The turnaround time from pickup to warehouse to delivery is just five days. “In this business, turnaround is usually a lot longer,” says Kevin. “We’re out quick. What we do is put out a special list every Monday with the farm name on there so people know exactly where the produce is coming from. A lot of large companies who buy Hudson Valley apples are buying from a cooperative, where ten to twelve different farmers will throw their apples together in one big bin. But the farm that’s listed on our sheet is the farm that apple came from. And I will promote them.”
The farmers appreciate that, Kevin says. “But that’s really what it’s about.. more local food, support the local economy. It’s the relationships we build that support us. You’ll hear large corporations say, ‘We buy local, too,’ but the way I look at it is, Tam and I have been in this community for 25 years, and our money stays in this community. It stays at Riverside Bank where we’ve been for years. If someone says to me, ‘we buy local apples,’ I say, ‘Where is your bank?’ If the bank is in Chesapeake, Maryland, or wherever their headquarters are, to me, that’s not staying in the community.”
Committed to promoting the local economy, Kevin participates in forums like the Food Security Conference held at Mohonk Mountain House earlier this month, where he spoke about expanding the market for local foods. The panel included representatives of other agri-businesses and organizations and some local farmers. Red Barn Produce is also a sponsor of the locally focused Hudson Valley Restaurant Week.
Before starting their business, both Kevin and Tamara came from backgrounds in the service industry. As a buyer for a restaurant, Kevin was frustrated that he couldn’t get the quality food he wanted to. “We were living in the middle of all these beautiful farms in the area, and I couldn’t figure out why we brought in stuff that was old. I would think, ‘Why am I buying stuff from California when I have beautiful apples here?’ So that was the spark.”

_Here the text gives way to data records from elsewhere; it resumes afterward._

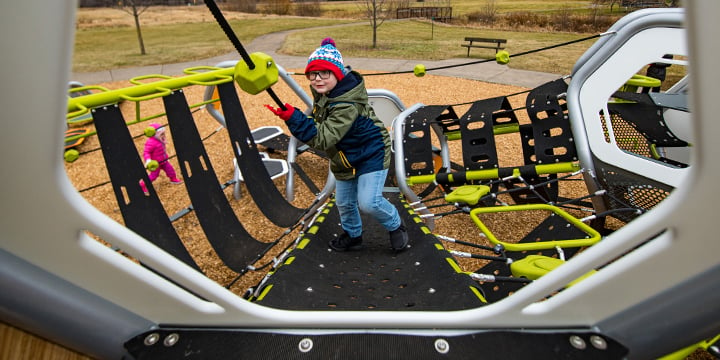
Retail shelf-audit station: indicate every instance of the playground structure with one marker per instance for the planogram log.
(659, 265)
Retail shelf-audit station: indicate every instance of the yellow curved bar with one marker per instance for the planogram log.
(592, 235)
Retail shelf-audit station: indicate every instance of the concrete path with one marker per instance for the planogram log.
(488, 71)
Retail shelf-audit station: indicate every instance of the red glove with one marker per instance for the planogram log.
(283, 114)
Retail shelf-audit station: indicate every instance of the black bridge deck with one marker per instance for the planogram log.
(423, 277)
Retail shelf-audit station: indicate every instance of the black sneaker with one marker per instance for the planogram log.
(399, 238)
(344, 243)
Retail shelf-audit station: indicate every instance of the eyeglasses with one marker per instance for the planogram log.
(313, 75)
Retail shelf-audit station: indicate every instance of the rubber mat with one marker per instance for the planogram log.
(422, 277)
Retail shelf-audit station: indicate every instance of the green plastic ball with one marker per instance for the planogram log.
(502, 57)
(419, 70)
(71, 155)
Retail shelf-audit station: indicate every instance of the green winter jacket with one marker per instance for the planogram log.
(345, 127)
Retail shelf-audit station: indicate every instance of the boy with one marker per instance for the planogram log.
(345, 127)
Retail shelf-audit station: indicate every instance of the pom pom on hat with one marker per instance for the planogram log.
(327, 57)
(159, 129)
(327, 41)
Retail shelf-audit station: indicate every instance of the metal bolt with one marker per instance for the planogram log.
(151, 339)
(305, 345)
(577, 342)
(171, 339)
(598, 342)
(442, 346)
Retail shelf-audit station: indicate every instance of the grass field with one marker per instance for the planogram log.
(107, 38)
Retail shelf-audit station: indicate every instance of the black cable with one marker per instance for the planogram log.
(225, 26)
(489, 60)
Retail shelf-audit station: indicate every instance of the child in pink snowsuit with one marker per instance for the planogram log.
(155, 150)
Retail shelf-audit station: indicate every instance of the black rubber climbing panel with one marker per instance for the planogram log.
(232, 243)
(423, 277)
(259, 184)
(551, 126)
(143, 214)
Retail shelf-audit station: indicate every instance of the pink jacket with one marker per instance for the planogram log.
(154, 150)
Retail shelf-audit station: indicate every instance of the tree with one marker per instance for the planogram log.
(377, 11)
(135, 8)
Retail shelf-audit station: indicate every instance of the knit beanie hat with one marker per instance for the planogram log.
(326, 57)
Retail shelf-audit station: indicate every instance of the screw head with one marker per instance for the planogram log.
(171, 339)
(305, 345)
(442, 346)
(577, 342)
(151, 339)
(598, 342)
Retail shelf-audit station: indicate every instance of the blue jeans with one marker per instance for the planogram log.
(364, 193)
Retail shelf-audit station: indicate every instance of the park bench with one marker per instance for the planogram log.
(497, 44)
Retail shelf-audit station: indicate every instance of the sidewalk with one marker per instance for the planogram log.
(268, 44)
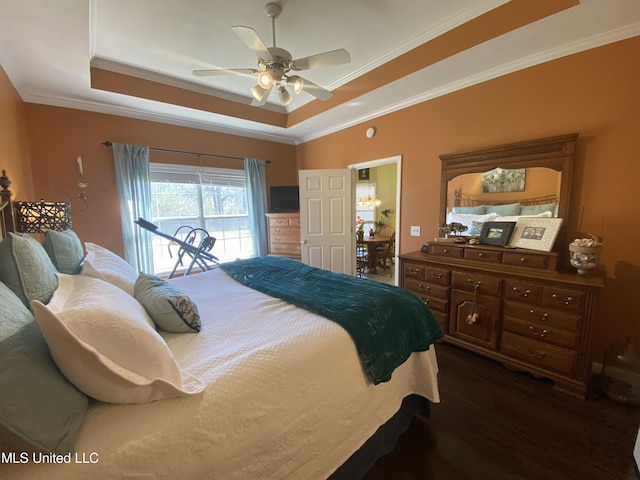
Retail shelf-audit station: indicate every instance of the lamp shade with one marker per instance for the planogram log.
(38, 217)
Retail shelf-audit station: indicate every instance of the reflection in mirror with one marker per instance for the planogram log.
(541, 187)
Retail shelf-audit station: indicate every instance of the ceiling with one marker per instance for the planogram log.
(402, 52)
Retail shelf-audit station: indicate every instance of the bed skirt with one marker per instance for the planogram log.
(384, 440)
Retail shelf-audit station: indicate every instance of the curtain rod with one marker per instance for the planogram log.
(108, 144)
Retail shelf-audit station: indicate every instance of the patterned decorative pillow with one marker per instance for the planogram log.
(168, 307)
(104, 342)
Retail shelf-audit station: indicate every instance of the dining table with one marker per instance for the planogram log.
(372, 243)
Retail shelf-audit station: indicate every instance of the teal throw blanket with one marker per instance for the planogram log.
(386, 323)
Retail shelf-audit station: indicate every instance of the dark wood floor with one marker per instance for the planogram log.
(496, 424)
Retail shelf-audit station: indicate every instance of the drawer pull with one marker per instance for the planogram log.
(538, 315)
(526, 293)
(537, 354)
(537, 332)
(557, 298)
(476, 284)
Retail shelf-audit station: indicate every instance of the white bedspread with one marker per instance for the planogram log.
(286, 398)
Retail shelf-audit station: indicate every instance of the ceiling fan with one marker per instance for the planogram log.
(276, 64)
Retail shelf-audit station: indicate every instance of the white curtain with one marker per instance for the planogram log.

They specialize in sourcing out the smaller farms. “What we enjoy the most about the business is finding new people and new products. Twenty-five years ago, the business was all lettuce and tomatoes,” says Kevin. “Now the Hudson Valley is such a bounty for what we sell. We have all these different types of things; I even found a farmer selling persimmons, which you never used to hear about around here.”
And they base their business on good service. “Anybody can come up and say, ‘I’ll sell it to you for 50 cents cheaper,’ but if somebody calls me and says they need something in Westchester now, I’m going to do my best to get it to them. That’s really where it’s at; it’s service that’s going to distinguish you these days,” Kevin says. For that reason, they’re a 24-hour operation. “We try to make it so there are always people answering the phone; we don’t want anybody to go to voicemail. It doesn’t always happen if there are three lines ringing, but that’s what we try for.”
He says they’ve been approached by many local producers of meat to carry those products, but he’s not interested in going that route; at least not at this time. One thing they are planning to expand into soon is cash-and-carry sales, opening the warehouse to individual buyers. Kept at a cool 34 degrees, it’s full of enticing boxes of numerous varieties of apples, each labeled with the farm of origin’s name, huge heads of healthy-looking cabbage, boxes of free-range and conventional eggs, local mushrooms from the Catskills and lots more.